Additionally, our f function, apart from the data_sensor mutation, returns the number of NA observations.
# A tibble: 2 x 4
# Groups: file [2]
file date_admin data_sensor nNA
<chr> <chr> <list> <int>
1 file 1 2018-10-07 <tibble [10 x 2]> 0
2 file 2 2019-07-29 <tibble [10 x 2]> 10
So it's time to test it on a bit bigger data.
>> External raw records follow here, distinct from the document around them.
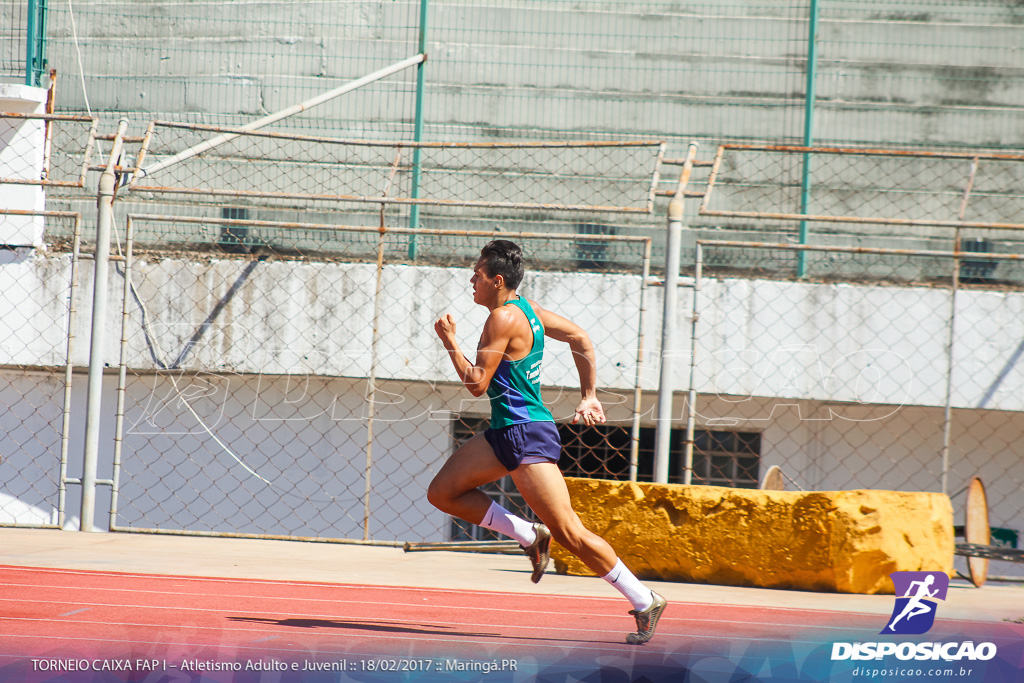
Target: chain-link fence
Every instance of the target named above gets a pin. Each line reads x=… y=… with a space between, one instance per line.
x=297 y=389
x=37 y=343
x=910 y=382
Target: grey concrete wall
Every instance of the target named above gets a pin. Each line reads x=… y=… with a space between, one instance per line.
x=930 y=74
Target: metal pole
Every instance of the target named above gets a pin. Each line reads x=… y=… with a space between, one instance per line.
x=637 y=389
x=663 y=435
x=691 y=399
x=805 y=180
x=122 y=375
x=30 y=43
x=69 y=371
x=104 y=221
x=947 y=412
x=414 y=216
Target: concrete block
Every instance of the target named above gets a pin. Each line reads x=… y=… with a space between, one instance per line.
x=844 y=541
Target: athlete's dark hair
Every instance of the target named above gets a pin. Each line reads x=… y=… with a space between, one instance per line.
x=504 y=258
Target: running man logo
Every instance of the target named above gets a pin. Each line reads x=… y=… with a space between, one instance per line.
x=915 y=606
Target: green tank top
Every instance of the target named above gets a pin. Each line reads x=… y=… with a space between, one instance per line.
x=515 y=388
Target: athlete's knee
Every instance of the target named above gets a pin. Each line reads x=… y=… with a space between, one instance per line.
x=439 y=495
x=570 y=534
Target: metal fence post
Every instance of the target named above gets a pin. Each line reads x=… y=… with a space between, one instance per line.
x=809 y=97
x=104 y=222
x=414 y=214
x=663 y=434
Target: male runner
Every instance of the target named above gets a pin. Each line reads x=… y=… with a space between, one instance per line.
x=522 y=439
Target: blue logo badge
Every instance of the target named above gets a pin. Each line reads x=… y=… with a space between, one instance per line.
x=915 y=596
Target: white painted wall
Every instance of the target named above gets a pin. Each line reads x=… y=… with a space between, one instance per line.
x=22 y=144
x=771 y=359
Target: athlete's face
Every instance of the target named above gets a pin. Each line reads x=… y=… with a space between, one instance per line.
x=483 y=285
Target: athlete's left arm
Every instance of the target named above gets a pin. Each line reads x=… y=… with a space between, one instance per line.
x=489 y=351
x=561 y=329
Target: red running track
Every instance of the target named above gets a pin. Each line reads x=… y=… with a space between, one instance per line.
x=61 y=615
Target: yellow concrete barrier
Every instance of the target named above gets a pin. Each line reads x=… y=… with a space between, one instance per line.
x=844 y=541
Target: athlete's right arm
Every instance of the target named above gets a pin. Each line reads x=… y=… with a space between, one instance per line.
x=489 y=351
x=560 y=329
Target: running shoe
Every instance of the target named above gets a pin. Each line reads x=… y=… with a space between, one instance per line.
x=539 y=552
x=646 y=621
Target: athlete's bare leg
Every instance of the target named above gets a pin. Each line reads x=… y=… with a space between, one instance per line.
x=455 y=488
x=544 y=489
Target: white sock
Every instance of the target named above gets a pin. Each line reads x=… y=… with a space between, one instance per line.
x=630 y=586
x=499 y=519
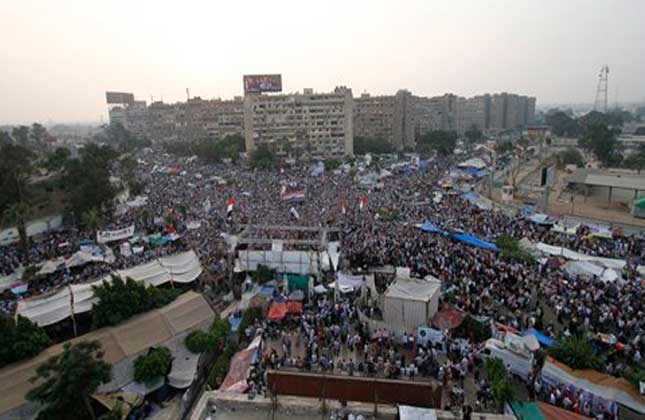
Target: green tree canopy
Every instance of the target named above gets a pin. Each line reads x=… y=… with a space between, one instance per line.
x=119 y=300
x=441 y=141
x=153 y=366
x=364 y=145
x=602 y=141
x=20 y=339
x=66 y=382
x=262 y=158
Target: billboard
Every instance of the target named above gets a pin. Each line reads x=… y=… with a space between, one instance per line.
x=259 y=83
x=119 y=97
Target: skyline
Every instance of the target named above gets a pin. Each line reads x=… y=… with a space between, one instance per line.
x=64 y=58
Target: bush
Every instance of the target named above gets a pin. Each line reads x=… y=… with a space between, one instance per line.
x=119 y=300
x=153 y=366
x=20 y=339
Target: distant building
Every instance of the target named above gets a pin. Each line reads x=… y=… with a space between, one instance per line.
x=386 y=117
x=315 y=125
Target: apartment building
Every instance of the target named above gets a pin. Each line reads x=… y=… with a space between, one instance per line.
x=307 y=124
x=194 y=119
x=387 y=117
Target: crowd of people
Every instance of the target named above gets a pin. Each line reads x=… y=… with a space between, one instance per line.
x=378 y=225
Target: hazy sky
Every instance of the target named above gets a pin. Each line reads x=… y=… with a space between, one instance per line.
x=57 y=58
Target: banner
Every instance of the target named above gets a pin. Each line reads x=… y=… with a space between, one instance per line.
x=114 y=235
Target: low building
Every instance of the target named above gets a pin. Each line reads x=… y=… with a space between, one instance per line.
x=122 y=344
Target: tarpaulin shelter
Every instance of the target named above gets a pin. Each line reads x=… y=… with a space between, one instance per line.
x=448 y=318
x=600 y=387
x=542 y=338
x=235 y=380
x=277 y=311
x=297 y=282
x=411 y=303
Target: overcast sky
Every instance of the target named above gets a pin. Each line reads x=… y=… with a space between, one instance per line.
x=57 y=58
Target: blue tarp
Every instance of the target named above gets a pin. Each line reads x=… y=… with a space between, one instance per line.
x=430 y=227
x=235 y=322
x=267 y=291
x=543 y=339
x=469 y=239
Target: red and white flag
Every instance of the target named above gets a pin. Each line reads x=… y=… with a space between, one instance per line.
x=362 y=203
x=229 y=208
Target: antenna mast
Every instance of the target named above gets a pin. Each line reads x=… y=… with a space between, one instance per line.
x=601 y=92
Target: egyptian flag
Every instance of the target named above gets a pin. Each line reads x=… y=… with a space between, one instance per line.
x=362 y=203
x=295 y=213
x=229 y=208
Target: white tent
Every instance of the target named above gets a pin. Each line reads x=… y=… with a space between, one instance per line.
x=411 y=303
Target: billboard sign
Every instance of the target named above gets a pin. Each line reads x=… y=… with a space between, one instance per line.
x=259 y=83
x=119 y=97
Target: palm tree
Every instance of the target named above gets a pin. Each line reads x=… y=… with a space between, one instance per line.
x=18 y=214
x=91 y=219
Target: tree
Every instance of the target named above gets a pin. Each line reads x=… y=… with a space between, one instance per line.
x=377 y=145
x=21 y=135
x=496 y=373
x=38 y=133
x=57 y=159
x=577 y=352
x=571 y=156
x=19 y=214
x=443 y=142
x=262 y=158
x=66 y=382
x=153 y=366
x=20 y=339
x=119 y=300
x=474 y=134
x=602 y=141
x=87 y=180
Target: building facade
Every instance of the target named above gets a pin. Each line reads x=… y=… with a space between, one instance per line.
x=308 y=124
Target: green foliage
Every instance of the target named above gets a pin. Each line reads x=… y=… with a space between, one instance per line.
x=571 y=156
x=221 y=366
x=15 y=168
x=474 y=134
x=262 y=158
x=119 y=300
x=20 y=339
x=441 y=141
x=602 y=141
x=66 y=382
x=153 y=366
x=511 y=250
x=88 y=179
x=57 y=159
x=495 y=371
x=364 y=145
x=263 y=274
x=577 y=352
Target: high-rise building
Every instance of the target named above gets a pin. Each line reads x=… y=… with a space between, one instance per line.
x=316 y=125
x=386 y=117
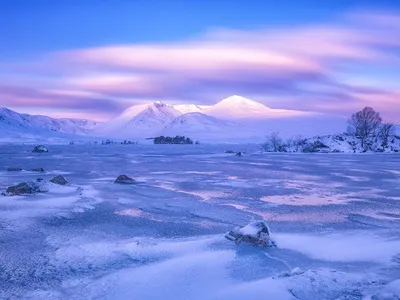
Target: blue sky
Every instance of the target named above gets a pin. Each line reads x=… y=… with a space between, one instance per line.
x=32 y=27
x=65 y=52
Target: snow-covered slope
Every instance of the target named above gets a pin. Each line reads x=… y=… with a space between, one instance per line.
x=338 y=143
x=140 y=121
x=233 y=118
x=12 y=119
x=199 y=126
x=237 y=107
x=189 y=108
x=24 y=127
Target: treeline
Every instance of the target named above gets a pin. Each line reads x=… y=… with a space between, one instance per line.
x=366 y=132
x=173 y=140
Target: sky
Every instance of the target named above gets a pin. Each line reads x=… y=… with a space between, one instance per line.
x=93 y=59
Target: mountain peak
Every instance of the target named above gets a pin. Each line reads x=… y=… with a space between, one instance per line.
x=240 y=100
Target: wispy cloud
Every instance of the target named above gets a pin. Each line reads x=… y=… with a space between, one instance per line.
x=309 y=68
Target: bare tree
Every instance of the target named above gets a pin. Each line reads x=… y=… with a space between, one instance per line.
x=364 y=124
x=386 y=131
x=274 y=142
x=298 y=142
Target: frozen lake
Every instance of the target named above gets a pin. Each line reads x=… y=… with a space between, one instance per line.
x=334 y=217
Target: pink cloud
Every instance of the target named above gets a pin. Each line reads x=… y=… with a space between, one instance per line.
x=296 y=67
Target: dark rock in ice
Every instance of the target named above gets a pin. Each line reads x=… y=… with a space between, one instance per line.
x=40 y=149
x=14 y=169
x=123 y=179
x=256 y=233
x=24 y=188
x=59 y=180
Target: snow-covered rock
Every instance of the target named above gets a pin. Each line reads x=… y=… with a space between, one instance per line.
x=25 y=188
x=256 y=233
x=339 y=143
x=124 y=179
x=60 y=180
x=14 y=169
x=40 y=149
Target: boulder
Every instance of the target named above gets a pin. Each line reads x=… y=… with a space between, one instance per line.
x=123 y=179
x=256 y=233
x=59 y=180
x=14 y=169
x=40 y=149
x=24 y=188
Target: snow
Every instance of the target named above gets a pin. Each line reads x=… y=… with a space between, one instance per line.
x=234 y=119
x=163 y=238
x=237 y=107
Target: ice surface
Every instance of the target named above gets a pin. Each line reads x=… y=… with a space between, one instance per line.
x=335 y=220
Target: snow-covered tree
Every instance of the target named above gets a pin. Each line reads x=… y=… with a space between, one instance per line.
x=386 y=131
x=364 y=124
x=274 y=143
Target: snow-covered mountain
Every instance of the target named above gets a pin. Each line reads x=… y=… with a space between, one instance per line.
x=237 y=107
x=140 y=121
x=234 y=118
x=189 y=108
x=198 y=125
x=24 y=127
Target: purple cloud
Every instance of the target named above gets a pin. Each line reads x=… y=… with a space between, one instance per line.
x=295 y=68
Here I used your date_admin vector and drew 106 tibbles each containing 100000 observations!
date_admin = c(
"2018-10-07", "2018-12-29", "2018-12-13", "2019-08-09", "2019-10-10",
"2019-04-26", "2018-11-21", "2018-08-23", "2019-07-08", "2019-11-19",
"2019-11-07", "2018-09-05", "2018-09-03", "2018-09-24", "2018-10-11",
"2018-09-25", "2019-03-29", "2018-08-20", "2018-09-17", "2019-03-30",
"2018-11-07", "2019-01-01", "2018-08-31", "2019-03-27", "2019-11-10",
"2019-04-04", "2019-10-18", "2018-09-06", "2018-09-23", "2018-09-22",
"2019-07-22", "2018-09-04", "2019-05-17", "2018-11-05", "2018-12-09",
"2018-09-03", "2019-05-21", "2019-02-22", "2018-08-30", "2019-06-04",
"2018-09-13", "2018-10-14", "2019-11-08", "2018-08-30", "2019-04-12",
"2018-09-24", "2018-08-22", "2018-08-30", "2018-09-07", "2018-11-11",
"2018-11-01", "2018-10-01", "2018-10-22", "2018-12-03", "2019-06-06",
"2018-09-09", "2018-09-10", "2018-09-24", "2018-10-11", "2018-11-30",
"2018-09-20", "2019-11-20", "2018-10-11", "2018-10-09", "2018-09-27",
"2019-11-11", "2018-10-04", "2018-09-14", "2019-04-27", "2018-09-04",
"2018-09-11", "2018-08-14", "2018-09-01", "2018-10-01", "2018-09-25",
"2018-09-28", "2018-09-29", "2018-10-11", "2019-03-26", "2018-10-26",
"2018-11-21", "2018-12-02", "2018-09-08", "2019-01-08", "2018-11-07",
"2019-02-05", "2019-01-21", "2018-09-11", "2018-12-17", "2019-01-15",
"2018-08-28", "2019-01-08", "2019-05-14", "2019-01-21", "2018-11-12",
"2018-10-26", "2019-12-26", "2020-01-03", "2020-01-06", "2020-02-26",
"2020-02-14", "2020-01-27", "2020-01-21", "2020-03-16", "2020-02-26",
"2019-12-31")
nDateSensor = 100000
set.seed(1234)
data_sensor =
tibble(
file = paste("file",1:length(date_admin)),
date_admin = date_admin
) %>%
mutate(data_sensor = map(file, ~fDateSensor(nDateSensor)))
output
data_sensor
# A tibble: 106 x 3
file date_admin data_sensor
<chr> <chr> <list>
1 file 1 2018-10-07 <tibble [100,000 x 2]>
2 file 2 2018-12-29 <tibble [100,000 x 2]>
3 file 3 2018-12-13 <tibble [100,000 x 2]>
4 file 4 2019-08-09 <tibble [100,000 x 2]>
5 file 5 2019-10-10 <tibble [100,000 x 2]>
6 file 6 2019-04-26 <tibble [100,000 x 2]>
7 file 7 2018-11-21 <tibble [100,000 x 2]>
8 file 8 2018-08-23 <tibble [100,000 x 2]>
9 file 9 2019-07-08 <tibble [100,000 x 2]>
10 file 10 2019-11-19 <tibble [100,000 x 2]>
# ... with 96 more rows
Time for a mutation. We will immediately measure how long it will take.
start_time =Sys.time()
data_sensor = data_sensor %>%
group_by(file) %>%
group_modify(~f(.x))
Sys.time()-start_time
For me it took 2.3 seconds. I don't know if you expected such time but it seems to be quite a good result.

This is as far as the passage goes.